A failure detector is responsible to determine if a member in the cluster is unreachable or crashed. The most important problem in failure detection is to distinguish whether a member is still alive but slow or has crashed. But according to the famous FLP result, it is impossible to distinguish a crashed member from a slow one in an asynchronous system. A workaround to this limitation is to use unreliable failure detectors. An unreliable failure detector allows a member to suspect that others have failed, usually based on liveness criteria but it can make mistakes to a certain degree.

Hazelcast has two built-in failure detectors; Deadline Failure Detector and Phi (ϕ) Accrual Failure Detector.

Deadline Failure Detector

Deadline Failure Detector uses an absolute timeout for missing/lost heartbeats. After timeout, a member is considered as crashed/unavailable and marked as suspected.

Deadline Failure Detector has two configuration properties:

  • hazelcast.heartbeat.interval.seconds: This is the interval at which member heartbeat messages are sent to each other.
  • hazelcast.max.no.heartbeat.seconds: This is the timeout which defines when a cluster member is suspected because it has not sent any heartbeats.

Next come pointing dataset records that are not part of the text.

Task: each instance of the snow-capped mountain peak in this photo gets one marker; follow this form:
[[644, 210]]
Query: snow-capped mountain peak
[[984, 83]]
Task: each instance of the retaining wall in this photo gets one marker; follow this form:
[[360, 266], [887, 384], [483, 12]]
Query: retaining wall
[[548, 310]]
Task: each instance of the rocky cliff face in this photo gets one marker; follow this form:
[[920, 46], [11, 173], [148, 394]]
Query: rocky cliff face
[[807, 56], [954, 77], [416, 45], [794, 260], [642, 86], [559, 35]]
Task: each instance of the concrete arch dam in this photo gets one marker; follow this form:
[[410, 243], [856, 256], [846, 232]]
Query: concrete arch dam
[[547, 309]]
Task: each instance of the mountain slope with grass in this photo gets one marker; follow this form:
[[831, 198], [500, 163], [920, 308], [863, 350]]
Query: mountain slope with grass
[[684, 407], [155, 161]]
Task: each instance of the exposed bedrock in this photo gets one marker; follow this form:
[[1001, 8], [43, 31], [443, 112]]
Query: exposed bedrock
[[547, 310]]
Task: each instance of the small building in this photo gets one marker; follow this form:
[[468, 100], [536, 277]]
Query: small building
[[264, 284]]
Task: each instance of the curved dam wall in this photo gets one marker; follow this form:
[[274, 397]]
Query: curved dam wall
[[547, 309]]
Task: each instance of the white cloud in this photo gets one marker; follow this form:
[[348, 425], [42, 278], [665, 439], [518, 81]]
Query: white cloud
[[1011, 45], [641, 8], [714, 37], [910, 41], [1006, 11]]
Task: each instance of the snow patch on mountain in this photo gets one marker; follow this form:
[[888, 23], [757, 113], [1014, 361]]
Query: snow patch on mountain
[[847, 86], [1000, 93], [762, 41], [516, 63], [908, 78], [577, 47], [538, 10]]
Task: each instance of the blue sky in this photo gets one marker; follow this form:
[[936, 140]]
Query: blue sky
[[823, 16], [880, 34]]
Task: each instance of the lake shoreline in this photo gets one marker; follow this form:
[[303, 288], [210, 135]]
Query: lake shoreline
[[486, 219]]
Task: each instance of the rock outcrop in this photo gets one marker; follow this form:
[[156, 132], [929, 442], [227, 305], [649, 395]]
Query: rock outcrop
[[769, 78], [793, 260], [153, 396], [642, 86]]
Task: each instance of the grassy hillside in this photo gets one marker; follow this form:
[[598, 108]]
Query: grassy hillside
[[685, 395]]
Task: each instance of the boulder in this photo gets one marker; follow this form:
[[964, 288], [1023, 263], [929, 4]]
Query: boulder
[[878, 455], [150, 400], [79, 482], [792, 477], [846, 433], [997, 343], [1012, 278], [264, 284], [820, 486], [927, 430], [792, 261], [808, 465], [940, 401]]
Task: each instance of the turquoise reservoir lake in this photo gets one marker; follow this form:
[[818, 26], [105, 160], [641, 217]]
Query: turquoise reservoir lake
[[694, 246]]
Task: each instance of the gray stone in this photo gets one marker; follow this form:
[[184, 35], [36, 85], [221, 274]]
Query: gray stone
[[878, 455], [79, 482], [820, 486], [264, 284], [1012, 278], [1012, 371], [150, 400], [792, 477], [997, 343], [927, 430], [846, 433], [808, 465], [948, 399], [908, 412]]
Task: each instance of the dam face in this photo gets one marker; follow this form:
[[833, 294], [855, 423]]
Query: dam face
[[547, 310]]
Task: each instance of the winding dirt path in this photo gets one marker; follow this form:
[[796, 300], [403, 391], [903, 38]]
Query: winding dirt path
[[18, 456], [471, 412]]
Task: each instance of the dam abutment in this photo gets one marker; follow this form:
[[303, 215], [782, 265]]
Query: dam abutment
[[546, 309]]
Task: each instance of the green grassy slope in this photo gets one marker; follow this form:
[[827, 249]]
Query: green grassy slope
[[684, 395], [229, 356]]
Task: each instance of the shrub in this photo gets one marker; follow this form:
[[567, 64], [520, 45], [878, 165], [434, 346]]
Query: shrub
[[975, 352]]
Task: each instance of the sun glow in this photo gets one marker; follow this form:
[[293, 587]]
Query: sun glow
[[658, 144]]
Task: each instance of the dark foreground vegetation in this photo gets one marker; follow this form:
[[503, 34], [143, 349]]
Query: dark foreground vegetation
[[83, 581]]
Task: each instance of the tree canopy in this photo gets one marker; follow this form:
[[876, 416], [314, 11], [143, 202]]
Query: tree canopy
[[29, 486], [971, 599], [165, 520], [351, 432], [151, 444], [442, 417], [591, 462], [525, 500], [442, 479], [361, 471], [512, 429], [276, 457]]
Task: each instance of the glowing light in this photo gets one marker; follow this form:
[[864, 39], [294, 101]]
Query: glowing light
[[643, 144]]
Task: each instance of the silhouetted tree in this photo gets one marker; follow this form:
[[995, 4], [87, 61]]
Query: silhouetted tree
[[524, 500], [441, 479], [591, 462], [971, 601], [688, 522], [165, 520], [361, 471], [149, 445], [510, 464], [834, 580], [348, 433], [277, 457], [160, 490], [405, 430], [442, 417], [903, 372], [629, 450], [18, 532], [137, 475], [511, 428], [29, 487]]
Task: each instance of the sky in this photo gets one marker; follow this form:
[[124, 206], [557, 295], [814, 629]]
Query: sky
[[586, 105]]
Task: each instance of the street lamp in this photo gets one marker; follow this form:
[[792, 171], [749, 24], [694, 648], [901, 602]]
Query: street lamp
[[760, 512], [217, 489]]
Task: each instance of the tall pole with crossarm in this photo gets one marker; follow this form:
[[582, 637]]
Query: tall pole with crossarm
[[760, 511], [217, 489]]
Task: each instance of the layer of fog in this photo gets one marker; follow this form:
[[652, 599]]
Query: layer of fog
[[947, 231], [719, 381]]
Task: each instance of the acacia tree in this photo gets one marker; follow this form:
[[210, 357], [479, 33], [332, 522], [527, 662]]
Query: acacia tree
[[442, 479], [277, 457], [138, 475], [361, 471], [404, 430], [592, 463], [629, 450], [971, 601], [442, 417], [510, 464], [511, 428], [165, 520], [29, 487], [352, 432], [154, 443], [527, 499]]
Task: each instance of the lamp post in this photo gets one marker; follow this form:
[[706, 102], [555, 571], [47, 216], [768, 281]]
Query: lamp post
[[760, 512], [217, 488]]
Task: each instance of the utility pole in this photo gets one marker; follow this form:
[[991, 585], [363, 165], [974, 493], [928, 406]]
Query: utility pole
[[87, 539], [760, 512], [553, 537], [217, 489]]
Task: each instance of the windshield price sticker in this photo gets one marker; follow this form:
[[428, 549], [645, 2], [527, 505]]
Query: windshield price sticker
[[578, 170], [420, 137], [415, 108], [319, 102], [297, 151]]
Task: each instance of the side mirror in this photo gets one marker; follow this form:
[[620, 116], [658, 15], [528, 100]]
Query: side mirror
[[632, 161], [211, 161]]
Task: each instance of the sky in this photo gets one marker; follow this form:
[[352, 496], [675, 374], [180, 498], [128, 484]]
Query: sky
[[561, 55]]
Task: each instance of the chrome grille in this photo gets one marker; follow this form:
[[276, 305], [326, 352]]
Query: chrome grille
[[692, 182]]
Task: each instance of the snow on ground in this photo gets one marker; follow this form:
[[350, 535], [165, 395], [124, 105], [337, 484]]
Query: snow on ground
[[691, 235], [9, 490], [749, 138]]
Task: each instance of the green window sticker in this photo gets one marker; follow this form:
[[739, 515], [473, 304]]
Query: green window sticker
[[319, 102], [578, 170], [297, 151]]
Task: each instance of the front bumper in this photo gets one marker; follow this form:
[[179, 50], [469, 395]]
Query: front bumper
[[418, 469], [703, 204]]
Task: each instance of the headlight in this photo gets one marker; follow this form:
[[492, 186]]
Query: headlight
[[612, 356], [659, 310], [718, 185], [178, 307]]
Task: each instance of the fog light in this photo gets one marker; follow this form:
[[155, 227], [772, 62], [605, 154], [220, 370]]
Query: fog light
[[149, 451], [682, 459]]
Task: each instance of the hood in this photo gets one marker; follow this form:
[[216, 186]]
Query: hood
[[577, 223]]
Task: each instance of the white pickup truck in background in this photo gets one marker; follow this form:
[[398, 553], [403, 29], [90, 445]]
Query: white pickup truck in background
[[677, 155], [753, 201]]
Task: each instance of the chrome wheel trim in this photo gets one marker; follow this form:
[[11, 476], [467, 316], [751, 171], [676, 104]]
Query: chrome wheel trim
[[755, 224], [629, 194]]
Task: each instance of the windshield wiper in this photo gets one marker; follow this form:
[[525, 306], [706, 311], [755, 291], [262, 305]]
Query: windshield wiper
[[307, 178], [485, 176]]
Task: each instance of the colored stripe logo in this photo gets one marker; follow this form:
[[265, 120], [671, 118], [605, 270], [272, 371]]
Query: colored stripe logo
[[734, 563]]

To use Deadline Failure Detector configuration property hazelcast.heartbeat.failuredetector.type should be set to "deadline".

Please see the following declarative and programmatic configuration examples:

        <property name="hazelcast.heartbeat.failuredetector.type">deadline</property>
        <property name="hazelcast.heartbeat.interval.seconds">5</property>
        <property name="hazelcast.max.no.heartbeat.seconds">120</property>
Config config = ...;
config.setProperty("hazelcast.heartbeat.failuredetector.type", "deadline");
config.setProperty("hazelcast.heartbeat.interval.seconds", "5");
config.setProperty("hazelcast.max.no.heartbeat.seconds", "120");

image NOTE: Deadline Failure Detector is the default failure detector in Hazelcast.

ϕ (Phi) Accrual Failure Detector

This is the failure detector based on The ϕ Accrual Failure Detector' by Hayashibara et al.

ϕ (Phi) Accrual Failure Detector keeps track of the intervals between heartbeats in a sliding window of time and measures the mean and variance of these samples and calculates a value of suspicion level (ϕ). The value of ϕ (phi) will increase when the period since the last heartbeat gets longer. If the network becomes slow or unreliable, the resulting mean and variance will increase, there will need to be a longer period for which no heartbeat is received before the member is suspected. 

hazelcast.heartbeat.interval.seconds and hazelcast.max.no.heartbeat.seconds properties will still be used as period of heartbeat messages and deadline of heartbeat messages. Since ϕ (Phi) Accrual Failure Detector is adaptive to network conditions, a much lower hazelcast.max.no.heartbeat.seconds can be defined than Deadline Failure Detector's timeout.

Additional to above two properties, ϕ (Phi) Accrual Failure Detector has three more configuration properties:

  • hazelcast.heartbeat.phiaccrual.failuredetector.threshold: This is the ϕ threshold for suspicion. After calculated ϕ (phi) exceeds this threshold, a member is considered as unreachable and marked as suspected. A low threshold allows to detect member crashes/failures faster but can generate more mistakes and cause wrong member suspicions. A high threshold generates fewer mistakes but is slower to detect actual crashes/failures.

ϕ = 1 means likeliness that we will make a mistake is about 10%. The likeliness is about 1% with ϕ = 2, 0.1% with ϕ = 3, and so on. Default ϕ (phi) threshold is 10.

  • hazelcast.heartbeat.phiaccrual.failuredetector.sample.size: Number of samples to keep for history. Default value is 200.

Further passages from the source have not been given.